Recommandation n° 4 : Rationaliser et clarifier la répartition des compétences entre les instances rattachées au Premier ministre dans les domaines de la prospective et de la planification, en confiant expressément la responsabilité de la réflexion prospective au HCP, celle de la planification des ressources physiques et financières au SGPE et celle de l'évaluation à France Stratégie. Renommer le HCP en Haut-commissariat à la Prospective (HCP, SGPE, France Stratégie, Gouvernement).

Recommandation n° 5 : Inscrire systématiquement les travaux du HCP dans un horizon de réflexion minimal de 30 ans et s'inspirer, pour l'élaboration des scénarios prospectifs, du modèle de l'initiative « Red Team » conçue par l'Agence de l'Innovation de Défense (HCP).

Recommandation n° 6 : Structurer davantage la programmation des travaux du HCP en soumettant les décisions du Haut-commissaire à l'avis consultatif préalable d'un collège restreint, réuni annuellement, composé de personnalités qualifiées dans les domaines scientifique, technologique, économique, sociologique et géopolitique (HCP, Gouvernement).

Recommandation n° 7 : Fixer à six ans, renouvelables, la durée du mandat de Haut-commissaire et prévoir son inamovibilité (Gouvernement).

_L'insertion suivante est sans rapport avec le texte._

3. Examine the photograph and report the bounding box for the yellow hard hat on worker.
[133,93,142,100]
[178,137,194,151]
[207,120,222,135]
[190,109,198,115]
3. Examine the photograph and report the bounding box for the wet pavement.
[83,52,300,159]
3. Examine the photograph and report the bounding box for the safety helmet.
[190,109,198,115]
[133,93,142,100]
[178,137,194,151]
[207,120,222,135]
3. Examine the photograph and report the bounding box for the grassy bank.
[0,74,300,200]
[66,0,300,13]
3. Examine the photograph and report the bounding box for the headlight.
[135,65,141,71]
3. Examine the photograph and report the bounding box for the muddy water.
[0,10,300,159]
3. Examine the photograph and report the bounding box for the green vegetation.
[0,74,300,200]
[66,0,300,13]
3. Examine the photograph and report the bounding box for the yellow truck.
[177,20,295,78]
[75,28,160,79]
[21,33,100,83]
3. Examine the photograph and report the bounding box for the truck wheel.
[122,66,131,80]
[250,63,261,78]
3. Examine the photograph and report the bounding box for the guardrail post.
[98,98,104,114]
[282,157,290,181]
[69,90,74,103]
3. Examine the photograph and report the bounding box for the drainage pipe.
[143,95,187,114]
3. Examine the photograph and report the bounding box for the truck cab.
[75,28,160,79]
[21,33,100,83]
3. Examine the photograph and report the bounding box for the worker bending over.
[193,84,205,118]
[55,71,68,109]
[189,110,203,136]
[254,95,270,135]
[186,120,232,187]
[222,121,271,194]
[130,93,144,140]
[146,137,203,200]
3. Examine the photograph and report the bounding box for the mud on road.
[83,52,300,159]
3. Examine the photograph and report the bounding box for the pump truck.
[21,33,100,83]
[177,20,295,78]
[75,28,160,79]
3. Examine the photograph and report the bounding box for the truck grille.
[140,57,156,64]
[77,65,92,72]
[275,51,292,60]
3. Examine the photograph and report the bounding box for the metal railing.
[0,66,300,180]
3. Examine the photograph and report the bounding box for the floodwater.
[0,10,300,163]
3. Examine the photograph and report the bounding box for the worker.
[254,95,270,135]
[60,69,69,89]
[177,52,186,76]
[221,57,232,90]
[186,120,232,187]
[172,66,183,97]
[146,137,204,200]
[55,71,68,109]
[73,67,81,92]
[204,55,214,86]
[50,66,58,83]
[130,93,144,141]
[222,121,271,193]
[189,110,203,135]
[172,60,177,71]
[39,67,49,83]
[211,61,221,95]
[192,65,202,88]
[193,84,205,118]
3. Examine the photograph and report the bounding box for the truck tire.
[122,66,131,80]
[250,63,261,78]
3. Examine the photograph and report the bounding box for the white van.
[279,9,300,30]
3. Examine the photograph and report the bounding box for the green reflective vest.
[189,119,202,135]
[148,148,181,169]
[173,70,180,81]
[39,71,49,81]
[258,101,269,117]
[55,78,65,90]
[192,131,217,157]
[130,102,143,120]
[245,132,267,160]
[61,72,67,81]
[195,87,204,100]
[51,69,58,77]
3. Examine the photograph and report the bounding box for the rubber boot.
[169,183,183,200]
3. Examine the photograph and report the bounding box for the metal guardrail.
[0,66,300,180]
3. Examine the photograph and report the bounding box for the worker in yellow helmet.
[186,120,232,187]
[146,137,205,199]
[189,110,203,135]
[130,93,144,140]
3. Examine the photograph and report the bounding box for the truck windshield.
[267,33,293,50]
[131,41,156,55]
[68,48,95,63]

Recommandation n° 8 : Prévoir la remise au Parlement d'un rapport annuel d'activité du HCP (Gouvernement).

Recommandation n° 9 : Rationaliser les implantations immobilières du HCP, du SGPE et de France Stratégie (DSAF).

I. ALORS QUE LES CRISES RÉCENTES ONT MIS EN AVANT LA NÉCESSITÉ DE RENFORCER LA RÉFLEXION PROSPECTIVE ET LA PLANIFICATION, L'ACTION DU HCP EST LIMITÉE PAR L'ÉCLATEMENT DES COMPÉTENCES ET LA DÉCONNEXION AVEC LE LEVIER FINANCIER

A. LA CRÉATION DU HCP EN SEPTEMBRE 2020, APRÈS LE PREMIER PIC DE LA CRISE SANITAIRE, VISAIT À DOTER LES POUVOIRS PUBLICS D'UNE CAPACITÉ DE RÉFLEXION DE LONG TERME AFIN D'ÉCLAIRER LEURS DÉCISIONS LES PLUS STRUCTURANTES

1. La crise liée à l'épidémie de Covid-19 a révélé l'ampleur des risques et des défis actuels pour le modèle économique et social français

Après le choc de la première vague de l'épidémie de Covid-19 et l'activation de l'état d'urgence sanitaire en mars 20201(*), à travers un confinement imposé sur l'ensemble du territoire national2(*), l'idée de renouer avec une démarche de réflexion et de planification sur le long terme est apparue nécessaire au sommet de l'État.

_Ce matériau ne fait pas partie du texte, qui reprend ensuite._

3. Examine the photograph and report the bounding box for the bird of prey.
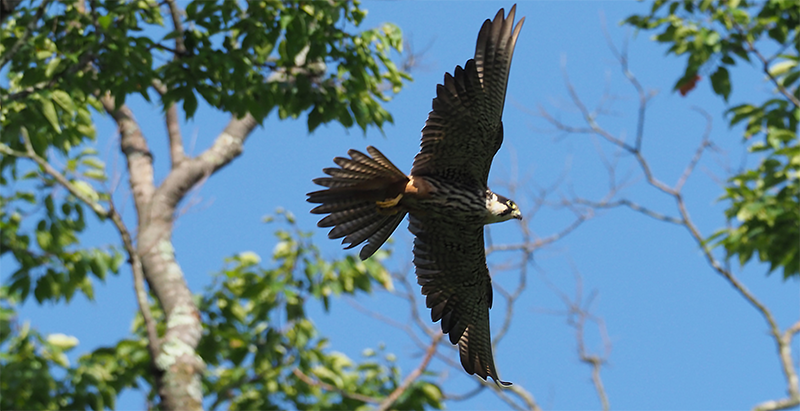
[308,5,525,385]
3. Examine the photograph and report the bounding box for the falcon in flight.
[308,5,525,385]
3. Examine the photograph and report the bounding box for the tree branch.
[166,0,186,58]
[292,368,379,404]
[0,127,160,374]
[100,94,155,224]
[543,33,800,411]
[375,333,444,411]
[153,79,186,169]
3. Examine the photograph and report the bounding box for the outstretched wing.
[408,214,510,385]
[411,5,525,186]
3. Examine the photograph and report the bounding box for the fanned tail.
[307,146,409,260]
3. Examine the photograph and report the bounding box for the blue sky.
[6,1,799,409]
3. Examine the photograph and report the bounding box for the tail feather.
[308,146,408,260]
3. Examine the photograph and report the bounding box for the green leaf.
[39,98,61,134]
[711,66,731,101]
[52,90,75,113]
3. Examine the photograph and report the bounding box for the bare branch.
[100,94,155,222]
[292,368,379,404]
[0,127,160,374]
[108,199,161,364]
[375,333,444,411]
[166,0,186,58]
[153,79,186,169]
[543,31,800,410]
[572,198,683,225]
[673,107,712,192]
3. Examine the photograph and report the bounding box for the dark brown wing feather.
[408,214,510,385]
[411,5,525,186]
[308,146,408,260]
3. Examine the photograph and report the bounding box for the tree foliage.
[0,0,424,410]
[626,0,800,278]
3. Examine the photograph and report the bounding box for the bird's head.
[486,192,522,224]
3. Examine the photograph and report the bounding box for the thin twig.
[375,333,444,411]
[292,368,379,404]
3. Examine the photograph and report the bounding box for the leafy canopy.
[626,0,800,278]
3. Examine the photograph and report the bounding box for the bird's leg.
[375,193,403,208]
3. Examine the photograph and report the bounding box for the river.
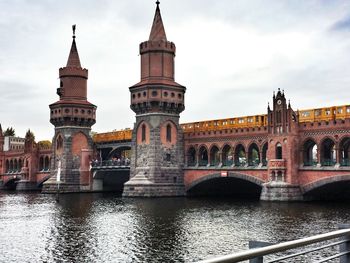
[0,192,350,262]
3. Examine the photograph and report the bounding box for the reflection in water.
[0,193,350,262]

En effet, la crise sanitaire a mis en évidence des vulnérabilités majeures pour l'économie et plus généralement pour la société française3(*), notamment :

- des difficultés structurelles dans l'offre de soins, qui a manqué d'être submergée par la vague pandémique, ainsi que dans le secteur médico-social ;

- une forte dépendance aux importations en matière de médicaments et produits de santé critiques, résultant du mouvement de désindustrialisation et de délocalisation des décennies précédentes ;

l'absence de constitution de stocks suffisants pour certains produits essentiels4(*), à l'image des masques de protection5(*) ;

- une perte de compétitivité en termes de recherche et d'innovation, dans le domaine de la santé, ce qui s'est en particulier traduit par l'incapacité des acteurs pharmaceutiques français à développer un vaccin à ARN messager contre le Covid-19 dans des délais suffisamment rapides6(*).

Cet ensemble de vulnérabilités a ainsi contraint le gouvernement à adopter, dans le cadre de l'état d'urgence sanitaire, des mesures de restriction sanitaires particulièrement drastiques et dérogatoires au regard des droits et libertés publiques : liberté d'aller et venir, liberté de réunion, liberté de culte ou encore liberté d'entreprendre, nombreuses ont été les libertés qui ont été affectées par les restrictions de police sanitaire.

De fait, la période récente a été marquée par deux périodes d'état d'urgence : l'état d'urgence sanitaire a en effet fait suite à un premier état d'urgence sécuritaire, activé entre novembre 2015 et novembre 2017, en réaction à la menace terroriste.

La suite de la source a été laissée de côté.